Current issue: 56(2)
The investigation is based mainly on the material collected for Finnish rural labour force study in connection with the 1950 Population Census. A total of 44,667 men, aged 15-64, were interviewed in connection of the census, and a sub-group consisting of a sample of the forest and floating labour, 28,850 men, was formed for this study. Finnish rural population typically cultivates the land, tends cattle, works in the forest, builds roads and houses and floats timber without specializing in any of these jobs. The work done in the own farms is called unpaid work in this study in contrast to paid work outside the farm.
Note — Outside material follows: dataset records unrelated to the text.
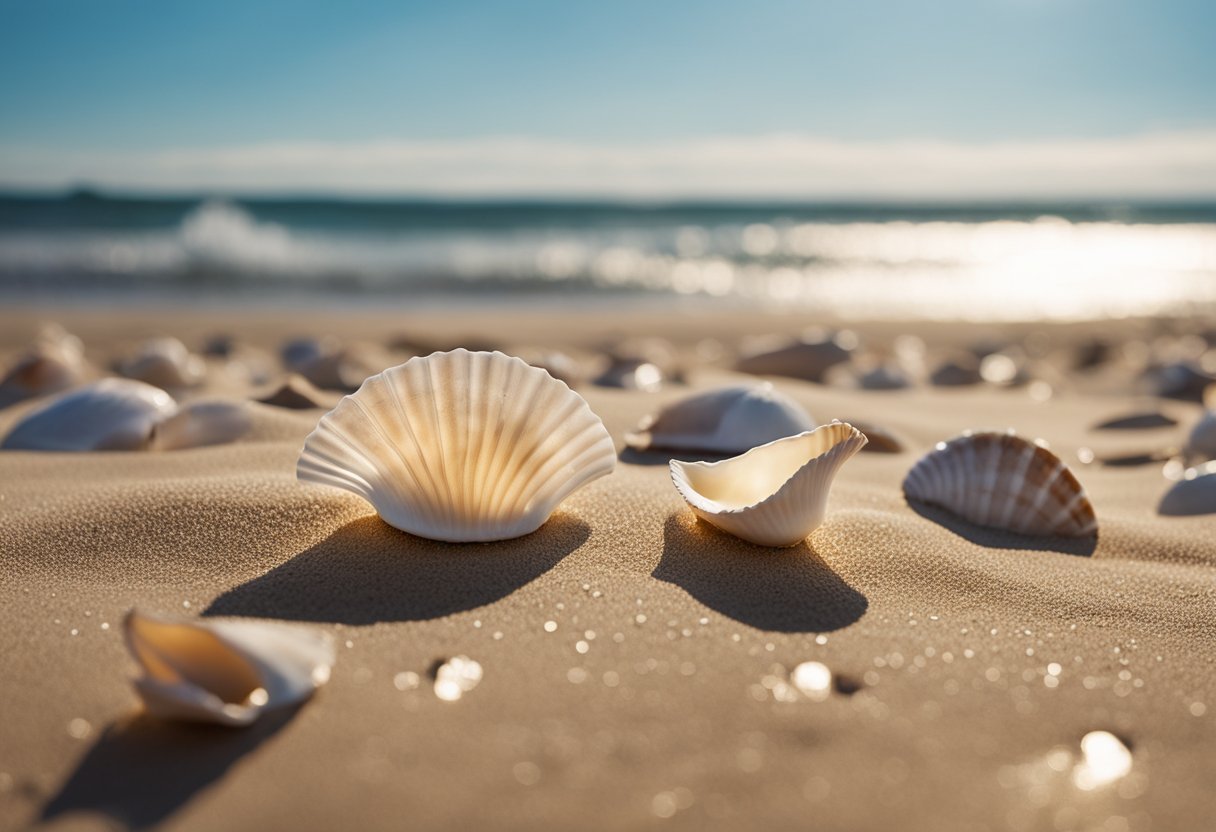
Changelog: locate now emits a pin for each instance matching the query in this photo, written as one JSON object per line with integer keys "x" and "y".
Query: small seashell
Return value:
{"x": 957, "y": 371}
{"x": 773, "y": 495}
{"x": 879, "y": 439}
{"x": 725, "y": 421}
{"x": 52, "y": 364}
{"x": 330, "y": 365}
{"x": 1202, "y": 440}
{"x": 297, "y": 393}
{"x": 632, "y": 375}
{"x": 201, "y": 423}
{"x": 225, "y": 672}
{"x": 1003, "y": 482}
{"x": 1138, "y": 421}
{"x": 164, "y": 363}
{"x": 809, "y": 358}
{"x": 460, "y": 445}
{"x": 1194, "y": 494}
{"x": 113, "y": 414}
The paid forest and floating labour force (308,600 men) includes all forest and floating workers who reported that they have worked for a minimum of one day. Forest work is heavily winter-dominated. Only in the floating work there was a declining trend in the time series of 1933-1934 and 1942-1955. The average forest and floating labour input per man was small, 40-70 days depending on the occupational group. Only 13,000 workers worked over 200 days, and 32,000 worked 150 days. 44% of the paid forest and floating workers were members of families cultivating small farms, 26% had larger farms, and the remaining 30% were farmless or members of a family holding a building lot.
The main difficulty in finding manpower for summertime forest work seems not to be the lack of time for paid work because of the men’s unpaid work. They seem to prefer other, more attractive paid work.